The real reason Watergate figure John Dean is testifying before Congress about Donald Trump’s criminal scandals

The House Judiciary Committee has been struggling to find a star witness to publicly testify about Donald Trump’s obstruction of justice crimes, largely because Trump has been threatening the people who have been subpoenaed to testify. Even as the legal battle plays out to force their testimony to happen, the committee has decided to start things off in a different way: by hauling in someone from Watergate as an expert witness.

This afternoon the House Judiciary Committee announced that former White House Counsel John Dean will publicly testify next Monday. He has no direct connection to any of Donald Trump’s scandals. But Dean helped Richard Nixon commit obstruction of justice before he changed his mind and led the way in exposing Nixon’s obstruction crimes. That puts him in a unique position to serve as an expert witness. So what will he say?

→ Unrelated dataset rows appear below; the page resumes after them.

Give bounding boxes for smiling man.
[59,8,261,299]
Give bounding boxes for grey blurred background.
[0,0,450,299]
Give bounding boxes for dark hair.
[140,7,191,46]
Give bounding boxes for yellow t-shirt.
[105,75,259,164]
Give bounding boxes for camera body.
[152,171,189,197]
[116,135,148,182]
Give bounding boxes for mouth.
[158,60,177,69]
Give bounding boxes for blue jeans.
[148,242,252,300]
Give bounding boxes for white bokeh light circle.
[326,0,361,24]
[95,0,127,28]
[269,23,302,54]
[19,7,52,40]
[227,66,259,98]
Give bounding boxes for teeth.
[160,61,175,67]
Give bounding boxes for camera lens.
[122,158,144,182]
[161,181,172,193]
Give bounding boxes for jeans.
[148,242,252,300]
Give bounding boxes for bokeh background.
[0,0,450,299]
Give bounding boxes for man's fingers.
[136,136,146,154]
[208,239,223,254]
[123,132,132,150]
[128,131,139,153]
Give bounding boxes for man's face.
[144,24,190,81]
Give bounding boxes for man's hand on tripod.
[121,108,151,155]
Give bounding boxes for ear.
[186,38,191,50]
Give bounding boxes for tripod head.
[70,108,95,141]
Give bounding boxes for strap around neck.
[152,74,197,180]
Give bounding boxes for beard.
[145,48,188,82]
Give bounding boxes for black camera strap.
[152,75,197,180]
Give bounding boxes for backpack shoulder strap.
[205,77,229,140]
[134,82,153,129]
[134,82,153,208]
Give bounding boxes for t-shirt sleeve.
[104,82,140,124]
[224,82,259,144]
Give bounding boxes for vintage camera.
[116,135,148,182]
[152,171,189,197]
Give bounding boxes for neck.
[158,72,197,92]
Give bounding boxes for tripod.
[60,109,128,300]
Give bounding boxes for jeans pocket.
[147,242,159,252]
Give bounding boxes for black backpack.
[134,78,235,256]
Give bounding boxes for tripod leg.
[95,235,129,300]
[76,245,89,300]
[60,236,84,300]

Based on John Dean’s ongoing commentary on Twitter, you can expect him to testify next week that Donald Trump’s obstruction crimes are far worse than Richard Nixon’s obstruction crimes. Those who have been paying close attention may not hear anything new from Dean. The thing is, the average American doesn’t sit around reading political analysis on Twitter – but the average American does sit up and pay attention when a star witness discusses the president’s crimes during televised hearings. Even those people who don’t watch Dean’s testimony during the daytime will end up hearing all about it on the nightly news when they get home from work that evening.

If you’re wondering just how much impact John Dean might have on the public’s view of Donald Trump’s crimes, consider this. After William Barr’s disastrous testimony last month, pro-impeachment numbers jumped from the thirties to the forties in various polls – and this was a witness who was trying to help Trump. John Dean’s testimony could end up being devastating, particularly in the eyes of those who are old enough to remember Watergate. It also helps break the dam, making it potentially easier for other witnesses to overcome their reluctance and also testify.